Sleep and Circadian Rhythms in Illness
All physiology and behaviour shows a 24-hour rhythm. This is driven by an endogenous circadian network based upon a molecular feedback loop, termed the molecular clock. There is a molecular clock present in all cells of the body. These clocks need to function in synchrony with each other and with the environmental day. In mammals this is achieved via a master circadian pacemaker located in the suprachiasmatic nuclei (SCN) of the brain.
The SCN is aligned/entrained to the environmental light-dark cycle by specialised photoreceptors within the eye. In turn the SCN co-ordinates the activity of the entire circadian system. If this entrainment pathway is disrupted at any point, then clocks in different tissues can become uncoupled. This in turn results in a state of internal desynchrony of the 24-hour circadian network.

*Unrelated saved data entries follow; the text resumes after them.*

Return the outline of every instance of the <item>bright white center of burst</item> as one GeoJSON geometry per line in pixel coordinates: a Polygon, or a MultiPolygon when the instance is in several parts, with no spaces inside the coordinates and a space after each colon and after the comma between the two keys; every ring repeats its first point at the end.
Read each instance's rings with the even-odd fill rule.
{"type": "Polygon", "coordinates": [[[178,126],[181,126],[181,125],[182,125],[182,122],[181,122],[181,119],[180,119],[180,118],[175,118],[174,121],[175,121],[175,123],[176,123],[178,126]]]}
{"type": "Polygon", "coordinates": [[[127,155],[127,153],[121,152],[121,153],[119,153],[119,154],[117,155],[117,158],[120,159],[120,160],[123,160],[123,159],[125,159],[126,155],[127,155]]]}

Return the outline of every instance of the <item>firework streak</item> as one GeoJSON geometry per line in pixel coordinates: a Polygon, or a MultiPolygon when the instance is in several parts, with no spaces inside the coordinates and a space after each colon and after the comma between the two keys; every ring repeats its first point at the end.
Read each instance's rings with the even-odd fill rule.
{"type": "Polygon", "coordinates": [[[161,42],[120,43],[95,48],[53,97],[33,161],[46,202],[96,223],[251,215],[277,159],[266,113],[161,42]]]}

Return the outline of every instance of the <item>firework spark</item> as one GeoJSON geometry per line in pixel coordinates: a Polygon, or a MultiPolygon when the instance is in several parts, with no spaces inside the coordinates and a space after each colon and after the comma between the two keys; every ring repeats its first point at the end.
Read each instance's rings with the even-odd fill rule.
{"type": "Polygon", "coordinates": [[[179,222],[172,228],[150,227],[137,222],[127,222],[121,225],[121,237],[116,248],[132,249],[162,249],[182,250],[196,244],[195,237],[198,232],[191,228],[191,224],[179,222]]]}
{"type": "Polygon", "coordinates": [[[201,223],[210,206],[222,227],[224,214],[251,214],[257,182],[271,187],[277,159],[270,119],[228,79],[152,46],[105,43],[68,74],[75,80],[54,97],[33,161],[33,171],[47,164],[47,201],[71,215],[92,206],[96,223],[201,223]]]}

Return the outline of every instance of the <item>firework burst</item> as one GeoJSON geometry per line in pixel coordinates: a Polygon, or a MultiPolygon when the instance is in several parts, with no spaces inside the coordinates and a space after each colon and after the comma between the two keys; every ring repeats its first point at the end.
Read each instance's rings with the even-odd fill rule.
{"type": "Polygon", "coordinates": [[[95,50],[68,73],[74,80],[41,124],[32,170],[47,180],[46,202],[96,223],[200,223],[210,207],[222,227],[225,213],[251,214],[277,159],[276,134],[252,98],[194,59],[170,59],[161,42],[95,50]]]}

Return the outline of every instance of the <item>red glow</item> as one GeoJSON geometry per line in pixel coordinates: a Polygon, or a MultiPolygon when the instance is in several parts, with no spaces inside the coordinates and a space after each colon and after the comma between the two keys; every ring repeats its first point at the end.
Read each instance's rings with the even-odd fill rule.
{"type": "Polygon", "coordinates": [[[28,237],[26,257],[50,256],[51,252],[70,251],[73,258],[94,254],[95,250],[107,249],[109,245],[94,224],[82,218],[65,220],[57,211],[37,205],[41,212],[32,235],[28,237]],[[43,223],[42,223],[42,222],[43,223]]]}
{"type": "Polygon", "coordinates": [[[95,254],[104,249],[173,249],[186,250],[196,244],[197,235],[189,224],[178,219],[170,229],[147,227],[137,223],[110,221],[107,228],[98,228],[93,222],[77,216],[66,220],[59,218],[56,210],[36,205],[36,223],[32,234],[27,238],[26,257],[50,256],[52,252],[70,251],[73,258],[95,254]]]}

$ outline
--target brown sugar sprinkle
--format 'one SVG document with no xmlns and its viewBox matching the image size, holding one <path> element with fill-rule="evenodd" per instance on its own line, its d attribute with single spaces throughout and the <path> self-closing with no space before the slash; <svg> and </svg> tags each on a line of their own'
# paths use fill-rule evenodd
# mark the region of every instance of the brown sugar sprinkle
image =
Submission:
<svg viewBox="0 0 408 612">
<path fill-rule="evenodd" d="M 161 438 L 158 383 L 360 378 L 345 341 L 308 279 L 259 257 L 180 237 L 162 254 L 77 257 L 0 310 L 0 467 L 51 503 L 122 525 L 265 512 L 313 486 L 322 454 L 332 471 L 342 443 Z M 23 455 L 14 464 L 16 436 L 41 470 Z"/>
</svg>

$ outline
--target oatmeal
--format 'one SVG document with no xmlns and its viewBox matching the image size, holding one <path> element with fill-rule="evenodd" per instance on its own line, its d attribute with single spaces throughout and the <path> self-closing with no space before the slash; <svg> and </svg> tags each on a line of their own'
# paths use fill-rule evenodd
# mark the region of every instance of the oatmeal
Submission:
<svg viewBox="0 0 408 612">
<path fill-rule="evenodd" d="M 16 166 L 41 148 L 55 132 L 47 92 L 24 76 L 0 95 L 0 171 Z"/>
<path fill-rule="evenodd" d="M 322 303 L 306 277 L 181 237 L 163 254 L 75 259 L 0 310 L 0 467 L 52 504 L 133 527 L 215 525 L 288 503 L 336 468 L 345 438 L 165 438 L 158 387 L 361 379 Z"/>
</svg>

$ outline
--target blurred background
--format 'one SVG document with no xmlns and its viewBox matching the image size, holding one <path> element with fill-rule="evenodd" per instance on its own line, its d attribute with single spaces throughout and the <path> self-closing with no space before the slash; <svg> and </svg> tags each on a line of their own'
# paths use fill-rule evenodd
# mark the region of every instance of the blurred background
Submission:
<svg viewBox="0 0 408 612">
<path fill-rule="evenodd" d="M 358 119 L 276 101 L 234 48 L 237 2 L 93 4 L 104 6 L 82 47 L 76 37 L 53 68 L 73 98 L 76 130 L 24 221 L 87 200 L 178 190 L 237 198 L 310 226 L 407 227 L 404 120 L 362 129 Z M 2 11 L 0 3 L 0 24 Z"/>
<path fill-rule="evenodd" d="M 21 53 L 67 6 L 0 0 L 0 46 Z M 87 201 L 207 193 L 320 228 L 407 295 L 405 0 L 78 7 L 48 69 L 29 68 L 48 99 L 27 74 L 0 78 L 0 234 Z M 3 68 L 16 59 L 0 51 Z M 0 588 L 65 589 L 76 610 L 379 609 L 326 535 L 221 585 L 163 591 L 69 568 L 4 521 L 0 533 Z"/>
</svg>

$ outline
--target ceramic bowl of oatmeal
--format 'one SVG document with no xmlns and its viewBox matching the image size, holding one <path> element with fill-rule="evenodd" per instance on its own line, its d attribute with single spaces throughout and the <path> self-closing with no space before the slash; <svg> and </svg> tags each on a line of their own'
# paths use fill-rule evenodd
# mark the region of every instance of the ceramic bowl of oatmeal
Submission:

Our internal circadian network allows us to predict time, or at least predict regular events within the environment. Our bodies need the correct materials in the right place, in the right amount, at the right time of day, and the circadian system can anticipate these different needs. By anticipating the approaching day our bodies are prepared in advance so that the 'new' environment can be exploited immediately. Blood pressure and metabolic rate, along with many biological processes, rise before the new dawn. If we merely responded to the light of dawn to switch us from sleep into activity, then valuable time would be wasted getting our energy usage, senses, immune system, muscles and nervous system tuned-up for action. It takes several hours to switch from sleep to activity, and a poorly adapted biology would be a major disadvantage in the battle for survival.
It is often difficult to disentangle the impact of circadian rhythm vs sleep disruption, the two are inextricably linked. This led the SCNi team to develop the collective term Sleep and Circadian Rhythm Disruption or 'SCRD' as a shorthand for these phenomena. SCRD is a feature shared by some of the most challenging diseases of our time:
- mental illnesses such as schizophrenia, bipolar disorder and depression;
- neurological conditions like Alzheimer’s, stroke and multiple sclerosis;
- developmental disorders such as autism;
- serious disorders of the eye.
The emerging understanding of why SCRD is co-morbid with many serious illnesses and abnormal health states, and the realisation of the stark consequences of SCRD on health, provides an unprecedented opportunity to develop novel evidence-based and condition-specific approaches for the diagnosis and treatments of SCRD across the broad spectrum of health.